Eugen Leitl <eugen at leitl.org> on Thu Jan 15 17:50:46 CET 2009

----- Forwarded message from Stephen Williams <sdw at lig.net> -----

From: Stephen Williams <sdw at lig.net>
Date: Thu, 15 Jan 2009 08:41:32 -0800
To: Friends of Rohit Khare <fork at xent.com>
Subject: Re: [FoRK] Dude, where’s my job?
User-Agent: Thunderbird 2.0.0.19 (Macintosh/20081209)
Reply-To: Friends of Rohit Khare <fork at xent.com>

Eugen Leitl wrote:
>On Wed, Jan 14, 2009 at 04:25:30PM -0500, bill stoddard wrote:
>  
>...
>>can keep the moralizing and finger pointing.
>>    
>
>Blame games are boring. I'm more interested in emerging technologies 
>to make energy, resource and demography work again, world wide. 
>_______________________________________________
>  

Exactly.  1) Make and distribute cheap energy (or distribute making 
cheap energy).  2) Make effective automation with intelligence.  With 
those two, you get plentiful, cheap water, agriculture, manufacturing, 
building, homesteading formerly inhospitable locales both inland and at 
sea.  That solves food, living space, quality of life, and subhuman 
(i.e. drudge manufacturing, farming) labor needs.  Completely doable, 
and these things start changing most of the rules at some inflection point.
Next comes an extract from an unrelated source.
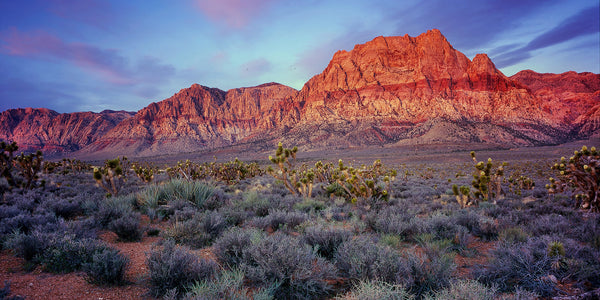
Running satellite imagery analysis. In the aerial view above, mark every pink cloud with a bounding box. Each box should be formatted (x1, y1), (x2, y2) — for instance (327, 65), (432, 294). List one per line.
(0, 28), (174, 90)
(194, 0), (274, 28)
(1, 28), (131, 84)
In other words, many key issues can be solved with enough energy and 
automation (where automation includes leveraging human intelligence in 
various ways).

Hopefully you avoid a population explosion until you are ready to go 
offworld.  We really need a reform / modernization plan for a number of 
countries with various issues including having 5 children per woman.

On 2's path:
Robotics on the Vine
Vision Robotics' $150,000 grape-pruning prototype combines software, 
machine vision capabilities, and robotics
http://www.mechatronicszone.com/articles/all_articles.php?art_id=1547&lp_id=78&nid=3198&rid=1222082

Now, it is important to stop people from being asses before you get too 
far down this path as better technology starts becoming more and more 
potentially dangerous, peaking at gray goo perhaps.  Somehow, 
regressive, hostile, and obstructive people have to be brought into the 
modern world.  Ideally, by carrot: the healthy side starts running away 
with riches in multiple senses while the sick side languishes explicitly 
because they are stubborn.

This points to a policy of withholding this technology on an 
anti-nuclear proliferation like basis.  Since this should include a 
number of Arab countries that have lots of money, this is probably not 
workable.  And it gets into too much moralizing perhaps, but I'd vote 
for it.  Clean tech for clean countries (laws, policies, cultural 
tolerance (i.e. informal law and practices)).